Found this in the New York Times: "Under Gov. Rick Perry, Texas offers more incentives to attract businesses than any other state, around $19 billion a year, an examination by The New York Times has found. Texas justifies its largess by pointing out that it is home to half of all the private sector jobs created over the last decade nationwide." - which begs the fact that those jobs could just as well be distributed under a more uniform approach to attracting businesses based on things like quality of education, suitable climate and productivity of work force (not on how much the bribe will be). Worth noting: Texas and Michigan were nearly equal in population back in the 1950s (when the military draft was still in effect): Michigan sent double the number of its native sons into military service compared to Texas.
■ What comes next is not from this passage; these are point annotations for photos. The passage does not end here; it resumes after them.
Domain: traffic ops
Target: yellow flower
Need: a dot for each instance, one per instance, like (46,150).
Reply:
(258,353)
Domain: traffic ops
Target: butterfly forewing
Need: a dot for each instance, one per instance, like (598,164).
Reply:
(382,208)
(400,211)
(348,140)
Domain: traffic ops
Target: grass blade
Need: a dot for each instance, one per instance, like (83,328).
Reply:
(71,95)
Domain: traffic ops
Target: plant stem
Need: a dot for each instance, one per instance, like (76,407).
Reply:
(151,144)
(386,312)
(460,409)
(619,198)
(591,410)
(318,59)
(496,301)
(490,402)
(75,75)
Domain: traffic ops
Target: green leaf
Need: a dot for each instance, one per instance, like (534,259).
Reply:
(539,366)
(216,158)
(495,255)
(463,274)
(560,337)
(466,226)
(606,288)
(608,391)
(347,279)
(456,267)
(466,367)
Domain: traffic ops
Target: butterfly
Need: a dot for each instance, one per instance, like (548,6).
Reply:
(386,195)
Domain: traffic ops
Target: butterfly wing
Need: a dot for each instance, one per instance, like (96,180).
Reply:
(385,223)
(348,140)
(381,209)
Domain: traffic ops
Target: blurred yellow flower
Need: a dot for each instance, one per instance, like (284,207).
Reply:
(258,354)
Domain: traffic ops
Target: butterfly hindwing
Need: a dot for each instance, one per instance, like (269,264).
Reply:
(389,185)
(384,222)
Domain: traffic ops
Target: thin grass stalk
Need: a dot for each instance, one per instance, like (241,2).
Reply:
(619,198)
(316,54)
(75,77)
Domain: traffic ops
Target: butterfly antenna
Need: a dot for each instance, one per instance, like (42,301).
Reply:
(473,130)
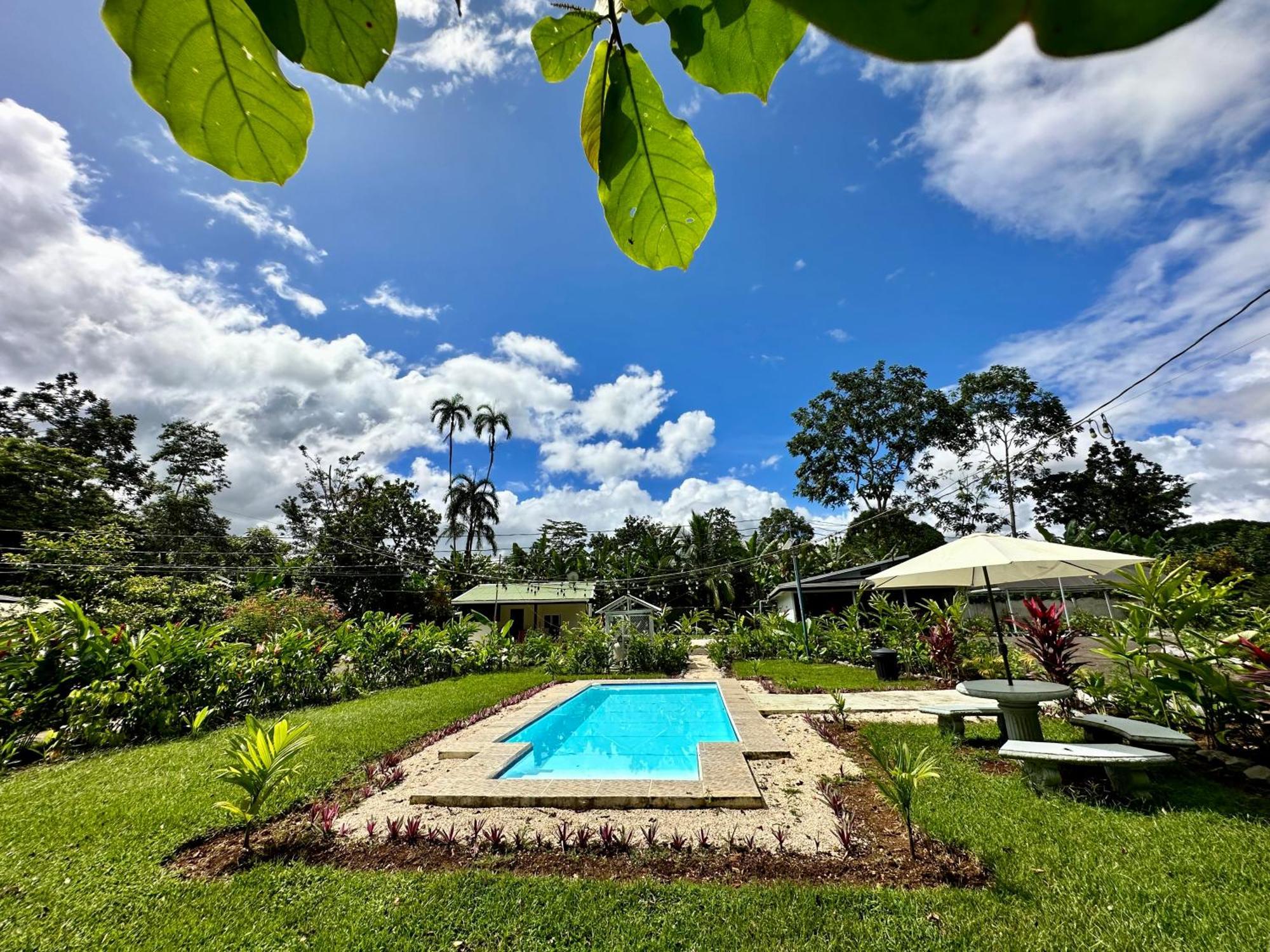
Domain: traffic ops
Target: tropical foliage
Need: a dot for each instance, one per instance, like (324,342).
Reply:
(241,112)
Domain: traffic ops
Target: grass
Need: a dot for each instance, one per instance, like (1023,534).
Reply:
(801,676)
(82,847)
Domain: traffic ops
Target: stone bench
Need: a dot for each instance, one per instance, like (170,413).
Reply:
(1126,766)
(1100,729)
(952,718)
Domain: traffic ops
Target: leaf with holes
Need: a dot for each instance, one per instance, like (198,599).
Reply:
(656,186)
(211,72)
(959,30)
(594,105)
(733,46)
(346,40)
(562,43)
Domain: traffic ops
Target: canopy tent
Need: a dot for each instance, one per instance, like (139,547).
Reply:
(985,559)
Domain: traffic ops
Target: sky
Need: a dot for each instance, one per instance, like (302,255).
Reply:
(1083,219)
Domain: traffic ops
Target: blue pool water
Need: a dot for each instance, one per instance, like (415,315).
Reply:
(624,732)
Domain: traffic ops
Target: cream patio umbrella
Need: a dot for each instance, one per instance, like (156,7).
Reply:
(982,559)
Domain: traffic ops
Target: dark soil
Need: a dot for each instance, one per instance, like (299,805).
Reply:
(878,854)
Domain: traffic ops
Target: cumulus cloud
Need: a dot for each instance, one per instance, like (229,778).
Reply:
(163,343)
(679,444)
(388,298)
(627,406)
(1208,416)
(262,220)
(279,279)
(1060,148)
(535,351)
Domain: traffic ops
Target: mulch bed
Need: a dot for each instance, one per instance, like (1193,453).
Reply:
(773,687)
(878,857)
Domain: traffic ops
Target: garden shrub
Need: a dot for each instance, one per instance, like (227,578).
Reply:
(258,616)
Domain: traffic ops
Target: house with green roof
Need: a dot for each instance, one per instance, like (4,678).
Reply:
(529,606)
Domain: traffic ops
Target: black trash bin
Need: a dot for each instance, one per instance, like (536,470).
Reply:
(886,663)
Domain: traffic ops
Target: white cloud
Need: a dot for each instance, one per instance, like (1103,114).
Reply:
(426,12)
(1208,416)
(162,343)
(144,148)
(387,296)
(535,351)
(1081,147)
(627,406)
(679,444)
(279,279)
(262,220)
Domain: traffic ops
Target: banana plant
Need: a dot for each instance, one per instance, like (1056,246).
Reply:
(210,68)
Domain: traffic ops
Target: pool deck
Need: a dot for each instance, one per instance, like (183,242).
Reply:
(726,779)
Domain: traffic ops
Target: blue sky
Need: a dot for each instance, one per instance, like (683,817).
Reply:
(1079,219)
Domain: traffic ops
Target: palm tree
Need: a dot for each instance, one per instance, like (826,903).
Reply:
(450,416)
(487,423)
(472,507)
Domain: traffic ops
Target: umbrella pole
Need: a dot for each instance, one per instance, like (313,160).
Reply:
(996,623)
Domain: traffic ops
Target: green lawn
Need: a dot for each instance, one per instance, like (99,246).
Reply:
(822,677)
(82,846)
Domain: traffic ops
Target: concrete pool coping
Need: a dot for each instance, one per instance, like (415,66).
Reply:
(726,779)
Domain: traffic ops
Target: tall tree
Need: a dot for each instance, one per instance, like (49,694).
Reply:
(866,437)
(62,414)
(364,534)
(487,425)
(784,525)
(1000,414)
(473,505)
(451,414)
(1118,489)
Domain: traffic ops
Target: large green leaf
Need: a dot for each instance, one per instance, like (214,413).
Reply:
(958,30)
(562,43)
(213,74)
(733,46)
(1084,27)
(346,40)
(594,105)
(656,186)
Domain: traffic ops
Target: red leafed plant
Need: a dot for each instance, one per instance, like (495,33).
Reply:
(1045,638)
(1259,670)
(942,644)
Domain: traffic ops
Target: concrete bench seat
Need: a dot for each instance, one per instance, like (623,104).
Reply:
(1125,766)
(952,718)
(1103,729)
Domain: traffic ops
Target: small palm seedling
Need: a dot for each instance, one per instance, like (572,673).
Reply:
(845,830)
(412,830)
(565,835)
(608,837)
(625,840)
(495,838)
(782,835)
(904,772)
(262,762)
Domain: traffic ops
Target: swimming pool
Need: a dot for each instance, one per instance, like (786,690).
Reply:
(624,732)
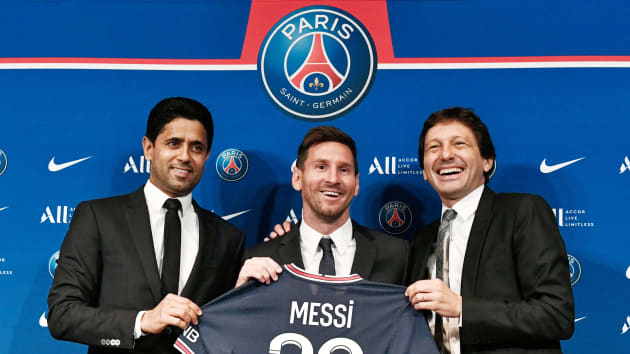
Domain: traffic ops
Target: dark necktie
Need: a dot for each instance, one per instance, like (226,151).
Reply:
(327,264)
(441,251)
(172,247)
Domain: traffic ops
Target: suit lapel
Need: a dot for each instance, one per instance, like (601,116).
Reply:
(139,224)
(476,240)
(365,253)
(207,240)
(289,249)
(422,247)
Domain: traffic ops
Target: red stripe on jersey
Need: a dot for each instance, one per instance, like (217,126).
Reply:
(333,279)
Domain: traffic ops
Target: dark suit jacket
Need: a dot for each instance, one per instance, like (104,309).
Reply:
(107,272)
(378,257)
(516,291)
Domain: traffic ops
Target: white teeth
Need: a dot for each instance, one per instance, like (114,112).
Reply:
(450,170)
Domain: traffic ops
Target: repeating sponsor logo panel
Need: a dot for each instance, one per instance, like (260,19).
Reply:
(573,217)
(57,214)
(395,165)
(4,270)
(137,165)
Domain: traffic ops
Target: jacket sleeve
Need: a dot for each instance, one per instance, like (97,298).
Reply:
(543,308)
(73,301)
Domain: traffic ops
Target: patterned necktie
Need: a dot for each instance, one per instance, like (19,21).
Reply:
(441,251)
(172,247)
(327,264)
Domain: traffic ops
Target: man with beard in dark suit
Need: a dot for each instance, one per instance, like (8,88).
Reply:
(327,241)
(495,270)
(134,269)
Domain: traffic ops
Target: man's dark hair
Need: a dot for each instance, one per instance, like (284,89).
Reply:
(466,117)
(178,107)
(324,134)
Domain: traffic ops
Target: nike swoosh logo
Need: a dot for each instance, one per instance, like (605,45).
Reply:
(232,216)
(43,322)
(544,168)
(53,167)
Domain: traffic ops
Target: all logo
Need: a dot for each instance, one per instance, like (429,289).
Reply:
(392,165)
(572,217)
(232,165)
(317,63)
(575,270)
(60,214)
(395,217)
(625,166)
(52,264)
(143,166)
(3,162)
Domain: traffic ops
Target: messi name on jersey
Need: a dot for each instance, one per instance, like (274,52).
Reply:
(306,313)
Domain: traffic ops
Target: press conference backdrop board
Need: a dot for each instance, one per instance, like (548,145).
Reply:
(550,79)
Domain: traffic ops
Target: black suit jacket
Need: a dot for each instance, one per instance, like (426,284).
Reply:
(516,291)
(107,272)
(378,257)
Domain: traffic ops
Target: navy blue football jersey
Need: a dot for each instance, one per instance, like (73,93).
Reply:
(306,313)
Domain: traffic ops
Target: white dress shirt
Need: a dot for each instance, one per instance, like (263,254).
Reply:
(344,247)
(155,199)
(459,234)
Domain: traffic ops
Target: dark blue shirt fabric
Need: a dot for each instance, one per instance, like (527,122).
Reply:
(307,313)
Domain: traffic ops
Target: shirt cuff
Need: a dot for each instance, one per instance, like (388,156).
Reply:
(137,328)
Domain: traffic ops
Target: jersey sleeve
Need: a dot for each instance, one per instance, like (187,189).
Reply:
(411,333)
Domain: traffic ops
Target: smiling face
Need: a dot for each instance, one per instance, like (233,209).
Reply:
(328,183)
(178,156)
(453,164)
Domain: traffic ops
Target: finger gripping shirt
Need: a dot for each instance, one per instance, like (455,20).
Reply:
(305,313)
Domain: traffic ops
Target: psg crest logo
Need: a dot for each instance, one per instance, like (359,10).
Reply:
(232,165)
(395,217)
(575,270)
(317,63)
(52,264)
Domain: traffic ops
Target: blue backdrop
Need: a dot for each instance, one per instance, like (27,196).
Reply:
(64,97)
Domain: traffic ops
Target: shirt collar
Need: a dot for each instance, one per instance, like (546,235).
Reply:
(341,237)
(467,206)
(156,198)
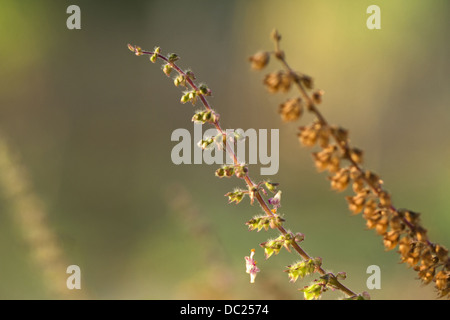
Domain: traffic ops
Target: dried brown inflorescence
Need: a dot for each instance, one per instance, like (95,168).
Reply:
(256,192)
(400,228)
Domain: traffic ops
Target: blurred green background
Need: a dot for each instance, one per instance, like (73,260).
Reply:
(90,126)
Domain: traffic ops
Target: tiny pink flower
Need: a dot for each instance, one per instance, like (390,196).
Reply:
(251,267)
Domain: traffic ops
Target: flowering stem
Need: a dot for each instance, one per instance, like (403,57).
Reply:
(251,185)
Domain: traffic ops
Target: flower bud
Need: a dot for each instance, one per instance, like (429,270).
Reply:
(259,60)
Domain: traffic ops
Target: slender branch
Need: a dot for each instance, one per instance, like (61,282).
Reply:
(251,185)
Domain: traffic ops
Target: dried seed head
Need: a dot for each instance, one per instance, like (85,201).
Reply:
(307,81)
(275,36)
(356,155)
(259,60)
(308,135)
(291,110)
(276,81)
(385,199)
(356,203)
(390,240)
(340,180)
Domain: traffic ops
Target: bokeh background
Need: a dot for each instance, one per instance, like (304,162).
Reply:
(85,128)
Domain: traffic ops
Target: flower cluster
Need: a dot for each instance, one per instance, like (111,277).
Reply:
(398,227)
(291,109)
(285,240)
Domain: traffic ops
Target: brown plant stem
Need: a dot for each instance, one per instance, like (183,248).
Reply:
(335,282)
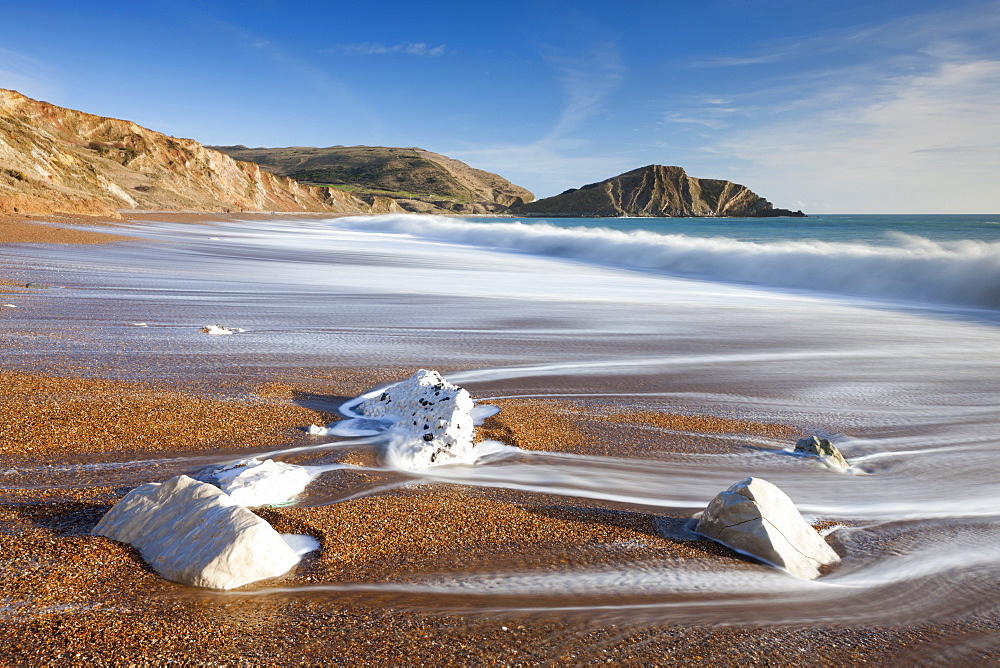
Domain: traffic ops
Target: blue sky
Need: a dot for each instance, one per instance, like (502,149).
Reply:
(833,107)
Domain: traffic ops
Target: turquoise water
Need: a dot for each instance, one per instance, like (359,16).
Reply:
(871,229)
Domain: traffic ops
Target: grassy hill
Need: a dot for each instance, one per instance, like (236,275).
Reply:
(412,176)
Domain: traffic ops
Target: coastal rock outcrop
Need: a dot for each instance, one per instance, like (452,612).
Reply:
(194,533)
(655,191)
(822,448)
(433,421)
(57,160)
(756,518)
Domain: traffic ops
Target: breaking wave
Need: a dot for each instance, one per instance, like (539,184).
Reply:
(913,268)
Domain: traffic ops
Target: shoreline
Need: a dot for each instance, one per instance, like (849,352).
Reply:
(407,574)
(92,585)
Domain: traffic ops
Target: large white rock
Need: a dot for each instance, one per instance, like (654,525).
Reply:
(433,421)
(758,519)
(194,533)
(252,482)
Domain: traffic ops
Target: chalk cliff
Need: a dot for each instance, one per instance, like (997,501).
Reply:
(655,191)
(54,160)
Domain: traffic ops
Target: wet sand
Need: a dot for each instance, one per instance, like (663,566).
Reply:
(70,598)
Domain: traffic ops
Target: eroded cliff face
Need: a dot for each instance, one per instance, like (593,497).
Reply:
(655,191)
(55,160)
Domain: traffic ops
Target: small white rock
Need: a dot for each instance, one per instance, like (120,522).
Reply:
(433,421)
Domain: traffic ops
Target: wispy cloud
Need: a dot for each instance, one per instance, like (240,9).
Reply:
(586,80)
(378,49)
(912,143)
(547,168)
(558,160)
(25,74)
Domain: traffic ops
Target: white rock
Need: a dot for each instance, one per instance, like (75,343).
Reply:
(193,533)
(823,450)
(252,482)
(216,330)
(433,421)
(758,519)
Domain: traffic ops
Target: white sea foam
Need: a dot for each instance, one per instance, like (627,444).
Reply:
(965,273)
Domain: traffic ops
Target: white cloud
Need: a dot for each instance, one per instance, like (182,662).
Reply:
(378,49)
(587,81)
(925,142)
(25,75)
(558,161)
(546,168)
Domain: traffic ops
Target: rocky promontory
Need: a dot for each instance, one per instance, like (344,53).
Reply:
(655,191)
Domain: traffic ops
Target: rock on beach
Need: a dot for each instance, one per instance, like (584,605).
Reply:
(193,533)
(434,423)
(756,518)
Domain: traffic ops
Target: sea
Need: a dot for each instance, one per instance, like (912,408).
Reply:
(881,333)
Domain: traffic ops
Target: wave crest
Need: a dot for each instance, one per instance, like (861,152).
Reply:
(961,273)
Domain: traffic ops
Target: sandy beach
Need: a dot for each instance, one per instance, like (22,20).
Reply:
(88,415)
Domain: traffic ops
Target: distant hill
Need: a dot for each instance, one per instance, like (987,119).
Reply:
(655,191)
(416,179)
(54,160)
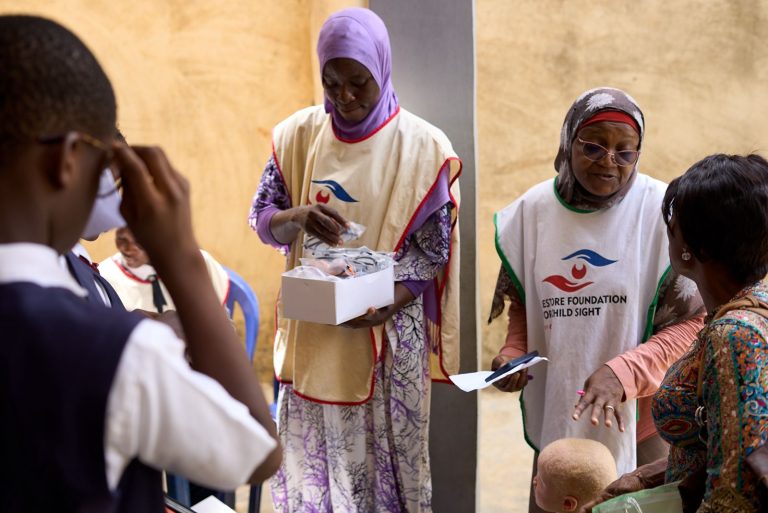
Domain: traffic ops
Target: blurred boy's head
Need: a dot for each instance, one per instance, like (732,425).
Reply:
(571,472)
(57,119)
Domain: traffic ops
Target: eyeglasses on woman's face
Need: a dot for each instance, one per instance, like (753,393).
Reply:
(596,152)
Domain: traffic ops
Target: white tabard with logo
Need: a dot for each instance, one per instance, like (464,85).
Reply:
(590,283)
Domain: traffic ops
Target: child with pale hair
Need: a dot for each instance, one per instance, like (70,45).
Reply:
(571,472)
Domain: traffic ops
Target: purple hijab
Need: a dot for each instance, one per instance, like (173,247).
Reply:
(359,34)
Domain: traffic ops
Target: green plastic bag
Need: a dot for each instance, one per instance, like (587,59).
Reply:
(662,499)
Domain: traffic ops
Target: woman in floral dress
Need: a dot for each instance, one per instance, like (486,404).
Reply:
(353,406)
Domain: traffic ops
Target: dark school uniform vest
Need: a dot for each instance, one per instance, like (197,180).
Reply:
(58,358)
(87,276)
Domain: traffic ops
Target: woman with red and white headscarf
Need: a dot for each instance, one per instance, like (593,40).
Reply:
(586,270)
(353,407)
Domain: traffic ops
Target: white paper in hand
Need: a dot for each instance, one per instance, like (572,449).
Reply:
(476,380)
(211,505)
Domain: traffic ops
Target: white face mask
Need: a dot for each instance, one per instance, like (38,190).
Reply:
(106,211)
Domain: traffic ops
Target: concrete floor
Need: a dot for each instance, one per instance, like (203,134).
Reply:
(505,459)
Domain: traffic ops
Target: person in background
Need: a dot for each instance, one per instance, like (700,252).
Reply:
(353,411)
(135,280)
(95,400)
(712,406)
(586,271)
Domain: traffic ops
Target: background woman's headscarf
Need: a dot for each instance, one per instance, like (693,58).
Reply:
(359,34)
(585,107)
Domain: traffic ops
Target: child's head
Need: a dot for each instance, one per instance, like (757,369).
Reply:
(571,472)
(57,119)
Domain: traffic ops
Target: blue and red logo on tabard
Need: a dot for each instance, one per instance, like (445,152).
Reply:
(577,280)
(335,188)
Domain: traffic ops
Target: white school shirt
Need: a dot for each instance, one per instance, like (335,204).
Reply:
(159,410)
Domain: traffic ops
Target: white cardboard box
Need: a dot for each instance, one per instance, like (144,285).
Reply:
(334,302)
Not saying the draft was good idea: but at that time it was considered to be the right thing to do. (The Texas attitude would be reprised decades later when G. W. Bush described his absence from duty as "helping in a political campaign.")

Tru2Blu76

Mon, Dec 3, 2012 : 8:25 a.m.

In addition to what johnnya2 says about the disadvantages of tax reduction deals, there's also the fact that state governments which give "incentives" to business are put in a "race to the bottom" situation: competing on the basis of how much tax base they think they can afford to lose in return for a "promise" which only says corporations will cherry pick and only stay in a location so long as conditions suit themselves. "Bribe them to come and they will come" seems like a very poor model for job creation. Even more insidious is the "deal" offered by some states: "Come hire our employees whom we've conditioned to accept low wages in an anti-union culture." Seems that history shows the American economy worked much better when there was something for everybody who chose to participate. The fear of job losses to other towns or states is the apparent driving force behind this whole trend. Is fear to be the currency of "economic promise " in America? Maybe if the 50 states were really united in purpose (to provide a fair deal for their citizens), they'd join to ban this practice which blends bribery with extortion. "States United For An Honest Deal" might be a good name for this movement.

GP

Mon, Dec 3, 2012 : 7:46 a.m.

"even as it pleads for lower property taxes from the township because it says the plant isn't worth much" The plant has been retooled among other things. It seems to me it is worth a great deal.

johnnya2

Mon, Dec 3, 2012 : 12:12 a.m.

No community should ever be allowed to give ANY business an incentive. SInce the business community wants to be treated as people, that would fall under equal protection. Why should Pfizer get an incentive from Ann Arbor. This is also why many laws in the country should be national in scope. The concept of states and communities competing with their own country is silly and counter productive.